La peur de l'espace est plutôt défavorable au Vietnam
Parfois, il est vraiment pratique d'être grand, parfois ce n'est pas le cas. Tous les « grands » d'entre vous peuvent le confirmer. Je mesure environ 1,85 mètre, donc je ne fais...


Publié: 31.12.2017
Alors, c'est parti, ma grande aventure.
Départ de Hambourg, j'ai d'abord volé vers Dubaï, qui se présentait comme une métropole lumineuse dans le désert nocturne. Tout cela me donnait déjà une impression irréelle, ce qui avait été construit sur le sable du désert grâce à des fonds du Golfe persique. Après deux heures d'attente dans le bâtiment de l'aéroport, il était temps pour moi aussi d'embarquer, cela continuait.
Dans un épais brouillard, après un vol de six heures, elle se tenait devant moi, la ville de Hanoi avec six millions et demi d'habitants. L'endroit où je vais vivre pendant les cinq prochains mois. Elle aurait pu se mettre un peu plus en valeur pour moi, mais comme je l'ai rapidement remarqué, les visiteurs étrangers ne sont plus une rareté.
Avec un trajet en taxi, pour lequel j'ai probablement payé beaucoup trop, même après avoir négocié, je suis maintenant arrivé dans le centre-ville. De là, mon chauffeur m'a transféré à un conducteur de moto-taxi, avec lequel je suis ensuite allé à l'adresse qui m'avait été donnée. Une camarade de classe de mon cousin, ayant des liens de parenté à Hanoi, m'a organisé un logement chez des parents pour la première période. Mon vocabulaire vietnamien est assez limité. En dehors de Xin chào (Bonjour) et Tên tôi là Sören (Mon nom est Sören), je ne pouvais pas dire grand-chose. Heureusement, le neveu de mon hôte m'a aidé à traduire et à expliquer. Cependant, le premier défi était de se nourrir. Alors que j'avais auparavant préféré utiliser des couverts connus dans les restaurants asiatiques, je devais maintenant me prouver avec des baguettes. Les premiers essais étaient très maladroits, mais de temps en temps, je devenais aussi de plus en plus routinier.
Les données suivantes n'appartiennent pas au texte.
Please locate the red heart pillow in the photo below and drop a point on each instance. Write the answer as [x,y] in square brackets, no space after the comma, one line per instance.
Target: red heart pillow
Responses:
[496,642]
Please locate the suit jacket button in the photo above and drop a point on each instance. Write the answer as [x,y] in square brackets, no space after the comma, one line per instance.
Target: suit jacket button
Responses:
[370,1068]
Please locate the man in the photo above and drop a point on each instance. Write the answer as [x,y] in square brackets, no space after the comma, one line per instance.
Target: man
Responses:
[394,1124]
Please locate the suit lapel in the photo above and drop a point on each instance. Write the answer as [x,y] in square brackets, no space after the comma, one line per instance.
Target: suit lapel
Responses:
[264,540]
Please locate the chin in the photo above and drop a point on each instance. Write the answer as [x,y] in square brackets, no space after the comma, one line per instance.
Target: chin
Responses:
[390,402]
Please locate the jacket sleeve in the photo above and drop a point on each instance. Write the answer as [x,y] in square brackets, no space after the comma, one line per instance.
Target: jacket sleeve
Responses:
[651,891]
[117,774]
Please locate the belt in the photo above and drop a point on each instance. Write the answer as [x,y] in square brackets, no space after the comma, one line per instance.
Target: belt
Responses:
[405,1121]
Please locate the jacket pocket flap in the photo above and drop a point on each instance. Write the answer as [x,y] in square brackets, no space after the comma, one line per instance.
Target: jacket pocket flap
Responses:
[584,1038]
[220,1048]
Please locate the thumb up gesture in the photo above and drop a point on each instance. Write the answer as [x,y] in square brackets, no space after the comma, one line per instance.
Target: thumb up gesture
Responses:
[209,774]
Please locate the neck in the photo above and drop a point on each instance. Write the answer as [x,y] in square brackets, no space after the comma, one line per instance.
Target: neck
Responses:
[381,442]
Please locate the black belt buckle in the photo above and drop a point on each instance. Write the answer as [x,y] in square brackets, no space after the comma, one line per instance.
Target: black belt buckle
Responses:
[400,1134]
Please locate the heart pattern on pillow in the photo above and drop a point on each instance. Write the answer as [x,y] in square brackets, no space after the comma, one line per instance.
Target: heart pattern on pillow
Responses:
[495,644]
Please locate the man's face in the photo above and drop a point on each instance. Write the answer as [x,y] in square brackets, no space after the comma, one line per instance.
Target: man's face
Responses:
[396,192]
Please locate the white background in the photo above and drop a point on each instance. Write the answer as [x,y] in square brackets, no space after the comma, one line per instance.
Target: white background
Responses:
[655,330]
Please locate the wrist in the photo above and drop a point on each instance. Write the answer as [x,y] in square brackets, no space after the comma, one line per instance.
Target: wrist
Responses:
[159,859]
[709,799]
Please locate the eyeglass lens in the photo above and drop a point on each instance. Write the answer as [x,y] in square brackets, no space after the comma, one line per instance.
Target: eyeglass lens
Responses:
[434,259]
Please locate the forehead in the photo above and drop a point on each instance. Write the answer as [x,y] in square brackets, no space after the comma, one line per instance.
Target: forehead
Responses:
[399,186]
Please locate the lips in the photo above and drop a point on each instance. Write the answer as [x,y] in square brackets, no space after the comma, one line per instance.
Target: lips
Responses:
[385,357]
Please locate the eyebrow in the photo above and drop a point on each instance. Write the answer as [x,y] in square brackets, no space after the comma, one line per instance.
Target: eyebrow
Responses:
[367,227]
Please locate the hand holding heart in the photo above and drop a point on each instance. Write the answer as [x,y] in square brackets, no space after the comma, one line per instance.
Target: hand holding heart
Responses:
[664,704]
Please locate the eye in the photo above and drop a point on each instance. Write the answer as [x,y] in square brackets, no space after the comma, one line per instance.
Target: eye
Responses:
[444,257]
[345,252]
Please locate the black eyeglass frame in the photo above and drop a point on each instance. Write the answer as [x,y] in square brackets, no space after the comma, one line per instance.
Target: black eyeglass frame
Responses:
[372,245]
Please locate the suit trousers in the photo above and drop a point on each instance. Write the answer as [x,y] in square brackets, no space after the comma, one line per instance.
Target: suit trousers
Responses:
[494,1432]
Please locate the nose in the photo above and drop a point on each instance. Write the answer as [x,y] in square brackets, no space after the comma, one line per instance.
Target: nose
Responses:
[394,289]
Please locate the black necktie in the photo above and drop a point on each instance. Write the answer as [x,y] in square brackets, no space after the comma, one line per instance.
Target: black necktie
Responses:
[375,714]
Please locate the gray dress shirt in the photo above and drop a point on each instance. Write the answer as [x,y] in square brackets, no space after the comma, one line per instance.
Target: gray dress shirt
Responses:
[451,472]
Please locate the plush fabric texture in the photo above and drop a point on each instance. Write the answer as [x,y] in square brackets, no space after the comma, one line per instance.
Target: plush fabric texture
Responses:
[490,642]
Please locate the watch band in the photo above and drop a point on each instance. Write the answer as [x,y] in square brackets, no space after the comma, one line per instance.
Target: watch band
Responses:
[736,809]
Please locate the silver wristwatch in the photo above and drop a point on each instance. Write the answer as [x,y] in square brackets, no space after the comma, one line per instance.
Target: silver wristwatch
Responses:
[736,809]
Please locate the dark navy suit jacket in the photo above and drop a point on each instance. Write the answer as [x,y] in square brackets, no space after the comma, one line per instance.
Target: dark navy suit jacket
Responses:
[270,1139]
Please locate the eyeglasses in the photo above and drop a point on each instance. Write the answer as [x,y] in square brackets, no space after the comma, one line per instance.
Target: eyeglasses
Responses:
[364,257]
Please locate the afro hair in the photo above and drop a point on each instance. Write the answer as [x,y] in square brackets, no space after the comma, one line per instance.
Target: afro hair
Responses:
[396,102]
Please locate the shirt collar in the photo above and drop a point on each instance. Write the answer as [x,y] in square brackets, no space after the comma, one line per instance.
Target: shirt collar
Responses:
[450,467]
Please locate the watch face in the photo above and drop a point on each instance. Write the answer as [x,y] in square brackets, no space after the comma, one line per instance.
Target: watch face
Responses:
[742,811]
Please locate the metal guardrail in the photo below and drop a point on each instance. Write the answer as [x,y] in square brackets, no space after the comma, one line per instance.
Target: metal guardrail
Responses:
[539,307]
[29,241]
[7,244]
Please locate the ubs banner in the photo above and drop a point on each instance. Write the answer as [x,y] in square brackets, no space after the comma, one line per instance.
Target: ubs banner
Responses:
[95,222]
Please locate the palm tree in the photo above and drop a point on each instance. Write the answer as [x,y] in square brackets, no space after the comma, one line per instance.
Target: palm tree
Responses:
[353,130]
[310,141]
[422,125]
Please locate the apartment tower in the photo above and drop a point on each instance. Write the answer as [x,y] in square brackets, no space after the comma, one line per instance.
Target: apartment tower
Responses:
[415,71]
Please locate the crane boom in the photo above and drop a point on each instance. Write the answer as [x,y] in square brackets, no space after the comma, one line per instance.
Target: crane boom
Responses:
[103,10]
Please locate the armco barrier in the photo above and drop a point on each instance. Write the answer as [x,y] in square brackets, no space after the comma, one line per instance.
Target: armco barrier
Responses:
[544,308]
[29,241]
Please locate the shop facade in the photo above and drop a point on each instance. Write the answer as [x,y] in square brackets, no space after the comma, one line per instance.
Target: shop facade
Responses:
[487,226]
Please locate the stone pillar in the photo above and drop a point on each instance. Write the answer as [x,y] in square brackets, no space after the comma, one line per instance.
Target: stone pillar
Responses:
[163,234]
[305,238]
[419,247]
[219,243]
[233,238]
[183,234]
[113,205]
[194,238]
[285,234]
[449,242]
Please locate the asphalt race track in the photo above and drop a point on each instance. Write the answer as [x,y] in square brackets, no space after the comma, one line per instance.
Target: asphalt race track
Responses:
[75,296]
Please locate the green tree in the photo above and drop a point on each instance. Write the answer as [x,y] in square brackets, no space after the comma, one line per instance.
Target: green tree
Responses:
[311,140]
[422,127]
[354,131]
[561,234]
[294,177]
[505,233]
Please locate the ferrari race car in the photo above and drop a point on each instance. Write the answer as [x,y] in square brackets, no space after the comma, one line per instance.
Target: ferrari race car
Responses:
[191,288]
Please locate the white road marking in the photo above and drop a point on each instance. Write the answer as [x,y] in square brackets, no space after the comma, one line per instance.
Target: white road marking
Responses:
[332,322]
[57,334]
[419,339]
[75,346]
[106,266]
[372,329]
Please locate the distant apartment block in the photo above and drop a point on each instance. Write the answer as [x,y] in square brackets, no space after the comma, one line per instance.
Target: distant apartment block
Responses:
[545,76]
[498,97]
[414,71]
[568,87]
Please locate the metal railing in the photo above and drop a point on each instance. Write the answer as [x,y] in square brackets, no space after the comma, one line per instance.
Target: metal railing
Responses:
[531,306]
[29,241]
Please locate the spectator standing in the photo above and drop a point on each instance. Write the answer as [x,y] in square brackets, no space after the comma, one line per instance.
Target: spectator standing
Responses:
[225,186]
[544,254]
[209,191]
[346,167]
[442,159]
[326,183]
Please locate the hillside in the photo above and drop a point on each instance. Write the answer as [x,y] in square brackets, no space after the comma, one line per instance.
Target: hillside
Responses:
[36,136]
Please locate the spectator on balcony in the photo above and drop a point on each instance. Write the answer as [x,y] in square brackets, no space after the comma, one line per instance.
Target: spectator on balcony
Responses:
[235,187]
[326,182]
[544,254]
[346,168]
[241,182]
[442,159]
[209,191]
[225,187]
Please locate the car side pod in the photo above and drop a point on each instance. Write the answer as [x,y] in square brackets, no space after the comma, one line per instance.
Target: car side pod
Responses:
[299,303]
Pour le petit déjeuner, on mange généralement au Vietnam le plat national, le Phở, une soupe de nouilles de riz avec des pousses, du bœuf et de la coriandre. C'est tout à fait savoureux, bien que la coriandre soit plutôt un goût qui demande une accoutumance.
Le soir suivant, les enfants, nièces et neveux de mes hôtes, correspondant à peu près à mon âge, m'ont emmené faire un tour dans la vieille ville de Hanoï. Le Vietnam est un pays très jeune, environ deux tiers de toutes les personnes vivant ici ont moins de 30 ans.
Le jour du Nouvel An, nous avons visité le mausolée et le musée Ho Chi Minh. Ce qui était Lénine pour les Soviétiques, est pour les Vietnamiens leur chef révolutionnaire communiste. Mais d'abord, il fallait faire la queue et si on ne le faisait pas correctement dans une file de deux, on était immédiatement averti par le personnel vigilant. À travers un tapis rouge en plastique, nous sommes entrés dans l'intérieur du mausolée. Étendu dans un cercueil de verre, Ho Chi Minh reposait paisiblement. Nous avons également visité les bâtiments où il a vécu et travaillé, ainsi que le musée qui lui est dédié.
Nous sommes bien sûr revenus à moto à travers le trafic dense de la capitale vietnamienne. Qui pense que le trafic dans les villes allemandes est chaotique, devrait absolument faire un tour ici. Là où même la plus petite ouverture se forme, une moto, dans le meilleur des cas chargée avec plusieurs personnes ou marchandises, s'y insère quelques secondes plus tard.
Ce soir, nous voulons encore sortir en ville, après tout, il faut bien accueillir 2018.
Je proposerais que je vous recontacte l'année prochaine.